Her latest work, Women’s beds, comes from personal thoughts on women’s intimacy, but also from relational textile experiences throughout the world that she initiated or that naturally came from a simple meeting. While working on the symbolic of Christmas celebrations (Christmas’ Etiquette, 2006), or textile murals inspired from Klimt (The Downfall of Religions, 2006 – 2009) or Native ceremonies (Ceremonies, 2005), she never stopped meeting women worldwide, from India to rural women in Touraine (France), while organizing sewing workshops in the streets of Cairo and Senegal (Heart to Heart Project).
Is there any encounter more natural than the daily ones?
Women’s beds
Women’s beds is a piece made of five different parts, each of them accumulating a multitude of fragments of fabrics or other elements.
Women’s fabrics. And also men’s. Especially women’s!
Fabrics passed on between generations, trousseaux from women of the past.
Fabrics given by strangers touched by the emotion coming from this name: Women’s beds.
Fabrics in movement, picked up on the street or brought back from trips abroad.
Women’s beds tell women’s lives, from birth to death.
A position
The idea of progression, both visual and symbolic, is key in Women’s beds, moving toward drama and what is unacceptable, while staying delicate. This progression, in time, experience, violence, and perception, creates a new image of the universal woman.
Each fragment represents an event in women’s lives, symbolized by red fabrics for violence and poured blood, white fabrics, black fabrics for mourning, or feathers for children who left too soon. The accumulation of violence laying in each of us is depicted through a subtle colour variation. By the simple fact of telling these lives, the artist speaks for many silent women, as if she was taking over, so that every single woman could get rid of their inner violence. Despite that, Women’s beds is also about peace, talks about femininity, always with delicacy. White always dominates red and black as hope remains.

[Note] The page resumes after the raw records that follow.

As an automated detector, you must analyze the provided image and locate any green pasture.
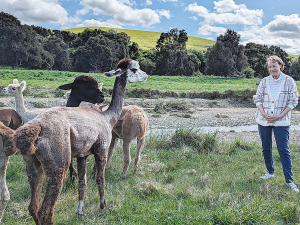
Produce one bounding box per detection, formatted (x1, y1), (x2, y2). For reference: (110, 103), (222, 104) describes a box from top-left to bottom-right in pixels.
(2, 130), (300, 224)
(2, 68), (300, 100)
(0, 68), (257, 92)
(65, 27), (215, 51)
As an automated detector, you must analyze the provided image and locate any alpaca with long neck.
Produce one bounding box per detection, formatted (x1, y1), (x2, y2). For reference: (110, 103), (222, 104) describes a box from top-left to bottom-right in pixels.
(2, 79), (43, 123)
(0, 59), (147, 225)
(0, 108), (23, 222)
(106, 105), (149, 178)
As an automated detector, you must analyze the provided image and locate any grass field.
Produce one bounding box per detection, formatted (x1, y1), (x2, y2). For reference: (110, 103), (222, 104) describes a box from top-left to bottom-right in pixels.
(2, 130), (300, 224)
(0, 68), (260, 92)
(65, 27), (215, 52)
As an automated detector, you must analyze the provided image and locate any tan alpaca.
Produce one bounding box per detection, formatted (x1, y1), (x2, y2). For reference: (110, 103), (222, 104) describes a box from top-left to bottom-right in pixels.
(0, 59), (147, 225)
(105, 105), (149, 178)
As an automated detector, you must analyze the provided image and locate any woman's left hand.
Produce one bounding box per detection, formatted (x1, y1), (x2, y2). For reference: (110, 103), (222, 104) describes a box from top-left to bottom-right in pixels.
(267, 115), (282, 123)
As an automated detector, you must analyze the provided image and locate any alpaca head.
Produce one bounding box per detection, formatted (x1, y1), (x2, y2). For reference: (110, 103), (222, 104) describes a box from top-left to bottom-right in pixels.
(104, 59), (148, 83)
(2, 79), (26, 97)
(59, 75), (105, 107)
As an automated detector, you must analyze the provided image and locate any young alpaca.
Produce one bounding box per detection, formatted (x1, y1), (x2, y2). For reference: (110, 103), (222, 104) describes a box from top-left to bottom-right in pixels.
(0, 59), (147, 225)
(2, 79), (43, 123)
(0, 108), (23, 222)
(105, 105), (149, 178)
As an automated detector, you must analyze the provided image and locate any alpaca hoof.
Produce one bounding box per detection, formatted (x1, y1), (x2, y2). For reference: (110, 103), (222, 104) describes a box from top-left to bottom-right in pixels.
(100, 199), (106, 209)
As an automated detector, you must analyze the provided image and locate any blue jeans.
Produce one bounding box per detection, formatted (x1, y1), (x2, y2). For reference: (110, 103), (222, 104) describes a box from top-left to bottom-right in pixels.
(258, 125), (294, 183)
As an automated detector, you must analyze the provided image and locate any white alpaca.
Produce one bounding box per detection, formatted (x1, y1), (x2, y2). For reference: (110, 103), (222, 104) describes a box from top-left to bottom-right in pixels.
(2, 79), (44, 123)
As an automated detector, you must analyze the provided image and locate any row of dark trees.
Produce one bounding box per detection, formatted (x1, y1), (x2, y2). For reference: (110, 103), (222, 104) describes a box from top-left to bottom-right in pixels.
(1, 11), (300, 79)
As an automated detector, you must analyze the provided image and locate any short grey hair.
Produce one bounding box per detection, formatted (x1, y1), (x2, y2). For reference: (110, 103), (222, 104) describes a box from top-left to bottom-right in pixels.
(266, 55), (284, 71)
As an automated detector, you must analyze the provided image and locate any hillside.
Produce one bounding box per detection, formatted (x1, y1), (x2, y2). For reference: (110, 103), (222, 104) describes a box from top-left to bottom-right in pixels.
(65, 27), (215, 52)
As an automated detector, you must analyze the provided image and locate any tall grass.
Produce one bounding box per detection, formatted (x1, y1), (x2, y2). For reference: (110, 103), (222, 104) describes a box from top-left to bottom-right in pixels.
(3, 129), (300, 224)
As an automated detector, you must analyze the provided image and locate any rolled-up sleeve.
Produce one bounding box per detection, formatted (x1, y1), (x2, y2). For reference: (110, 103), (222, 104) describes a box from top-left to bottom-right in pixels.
(287, 78), (298, 110)
(253, 79), (265, 106)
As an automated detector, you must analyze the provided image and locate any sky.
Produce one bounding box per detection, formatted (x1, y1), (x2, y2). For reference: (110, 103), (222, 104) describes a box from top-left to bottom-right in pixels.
(2, 0), (300, 55)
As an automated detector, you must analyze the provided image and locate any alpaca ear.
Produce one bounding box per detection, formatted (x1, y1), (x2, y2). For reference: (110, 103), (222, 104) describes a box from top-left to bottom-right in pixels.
(13, 79), (19, 84)
(104, 68), (123, 77)
(98, 83), (103, 91)
(20, 81), (26, 93)
(59, 83), (74, 90)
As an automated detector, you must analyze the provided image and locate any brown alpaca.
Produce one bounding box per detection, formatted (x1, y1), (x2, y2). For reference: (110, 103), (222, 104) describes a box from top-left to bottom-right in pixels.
(0, 108), (23, 222)
(0, 59), (147, 225)
(105, 105), (149, 178)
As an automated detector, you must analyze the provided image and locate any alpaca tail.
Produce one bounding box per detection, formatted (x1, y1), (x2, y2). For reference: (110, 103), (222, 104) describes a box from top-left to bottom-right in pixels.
(0, 121), (19, 156)
(14, 121), (42, 155)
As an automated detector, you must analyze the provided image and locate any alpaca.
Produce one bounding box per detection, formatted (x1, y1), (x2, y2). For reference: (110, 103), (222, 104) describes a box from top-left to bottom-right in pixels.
(2, 79), (43, 123)
(0, 58), (147, 225)
(0, 108), (23, 222)
(105, 105), (149, 178)
(58, 76), (105, 179)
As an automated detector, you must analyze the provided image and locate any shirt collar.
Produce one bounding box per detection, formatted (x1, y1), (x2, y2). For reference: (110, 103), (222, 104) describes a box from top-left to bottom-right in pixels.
(270, 73), (283, 82)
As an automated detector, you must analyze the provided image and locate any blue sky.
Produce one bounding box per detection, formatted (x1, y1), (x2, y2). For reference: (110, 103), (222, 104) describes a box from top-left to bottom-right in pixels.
(2, 0), (300, 54)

This work is an accumulation of every women so that they define themselves. As if she wanted to end with the “I am a woman and I bleed” taboo, a red thread links all the parts together and makes it coherent. This thread is a symbol of the menstrual cycle, and marks time as an ability to give birth but also as a sign of femininity. Blood transforms the girl into a woman, but also symbolizes a normality: women’s intimacy.
Women’s beds is for « women’s blood who died without a dream » (Léo Ferré, À toi), for every women whose essence was and still is survival.